If you’re reading this, it probably means you are trying to integrate with CDAP PROXY authentication mode, as we did. We described our solution, but we did not show exactly how we’re deploying those proxies alongside CDAP. Please note that our team deploys the Kubernetes version of CDAP, so this section will mention some Kubernetes-specific elements.

Those proxies are ideal to implement as sidecars: the address of any upstream proxy becomes 127.0.0.1, and the communication speed between sidecar containers is the highest possible, making the flow more seamless for the end user. In our specific case, those sidecars need to be deployed as containers inside the CDAP UI pod.

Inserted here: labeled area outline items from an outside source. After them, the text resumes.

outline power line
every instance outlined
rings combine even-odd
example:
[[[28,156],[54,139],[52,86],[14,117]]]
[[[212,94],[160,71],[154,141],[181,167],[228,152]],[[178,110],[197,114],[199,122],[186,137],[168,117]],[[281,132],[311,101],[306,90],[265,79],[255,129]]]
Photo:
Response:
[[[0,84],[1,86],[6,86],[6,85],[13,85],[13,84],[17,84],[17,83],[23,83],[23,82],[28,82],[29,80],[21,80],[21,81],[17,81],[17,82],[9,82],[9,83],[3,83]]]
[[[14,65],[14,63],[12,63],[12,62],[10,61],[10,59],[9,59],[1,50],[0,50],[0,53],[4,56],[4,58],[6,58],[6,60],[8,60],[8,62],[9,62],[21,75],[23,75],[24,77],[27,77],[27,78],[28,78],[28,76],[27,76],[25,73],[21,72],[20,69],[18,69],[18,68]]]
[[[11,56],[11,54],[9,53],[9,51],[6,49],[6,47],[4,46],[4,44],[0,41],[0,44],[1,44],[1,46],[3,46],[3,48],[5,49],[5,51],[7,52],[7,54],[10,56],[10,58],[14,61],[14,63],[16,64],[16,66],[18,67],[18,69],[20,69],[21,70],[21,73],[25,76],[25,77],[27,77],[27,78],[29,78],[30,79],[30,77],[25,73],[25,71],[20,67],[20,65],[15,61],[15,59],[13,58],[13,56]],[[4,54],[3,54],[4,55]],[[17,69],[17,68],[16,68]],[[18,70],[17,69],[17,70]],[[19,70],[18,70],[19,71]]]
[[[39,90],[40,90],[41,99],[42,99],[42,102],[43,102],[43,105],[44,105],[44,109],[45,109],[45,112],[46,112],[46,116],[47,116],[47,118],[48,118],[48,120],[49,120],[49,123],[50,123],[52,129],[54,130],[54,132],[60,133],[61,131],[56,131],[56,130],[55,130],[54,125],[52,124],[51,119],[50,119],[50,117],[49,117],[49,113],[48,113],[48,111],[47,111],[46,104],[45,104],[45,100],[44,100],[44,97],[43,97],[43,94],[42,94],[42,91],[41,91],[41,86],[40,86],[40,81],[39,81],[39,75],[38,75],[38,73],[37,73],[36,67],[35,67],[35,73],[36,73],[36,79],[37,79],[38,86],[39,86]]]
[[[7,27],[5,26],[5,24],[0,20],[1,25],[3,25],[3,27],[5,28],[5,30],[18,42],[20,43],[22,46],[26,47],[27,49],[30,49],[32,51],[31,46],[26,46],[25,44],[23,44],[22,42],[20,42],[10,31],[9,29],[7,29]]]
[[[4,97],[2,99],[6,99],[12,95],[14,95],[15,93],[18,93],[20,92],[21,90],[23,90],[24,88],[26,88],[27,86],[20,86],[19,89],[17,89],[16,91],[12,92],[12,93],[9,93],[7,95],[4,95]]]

Since CDAP does not provide a way to deploy additional containers into a pod, we added that capability to the CDAP operator. After our change, a sidecar proxy can be deployed into a pod with the following configuration (based on the DOP Authn Proxy – UI pod example):

CDAP Operator Code Snippet Example

Looking more closely at this example, we’re telling the CDAP operator to deploy an additional container named dop-authn-proxy into the userInterface pod. The arguments are specific to that container and are related to where the proxy should listen and what it should consider as its upstream. Zooming in on the diagram we previously exposed, you can now more easily recognize one of the sidecar containers.

Expanded View of Sidecar Containers

Another option would have been to deploy those proxies as classic pods inside the same Kubernetes cluster as our CDAP instance, but we decided to use sidecars because there were a few benefits associated with this approach:

  • Deployment is simpler, as only one Kubernetes manifest is required
  • Communication is slightly faster if happening inside a single pod rather than cross pods
  • A Kubernetes cluster is cleaner, as there is only one pod and the proxy containers are hidden inside it

In another context, classic pods could be the right solution to use.

Next steps

We just showed how we’re leveraging our company’s single-sign-on to log into CDAP. We also showed precisely how CDAP’s PROXY authentication mode functions, and how we’re integrating with it.

In the near future, we are planning on releasing this sidecar deployment into the open-source CDAP project. LiveRamp supports giving back and the open-source ethos that makes us all better.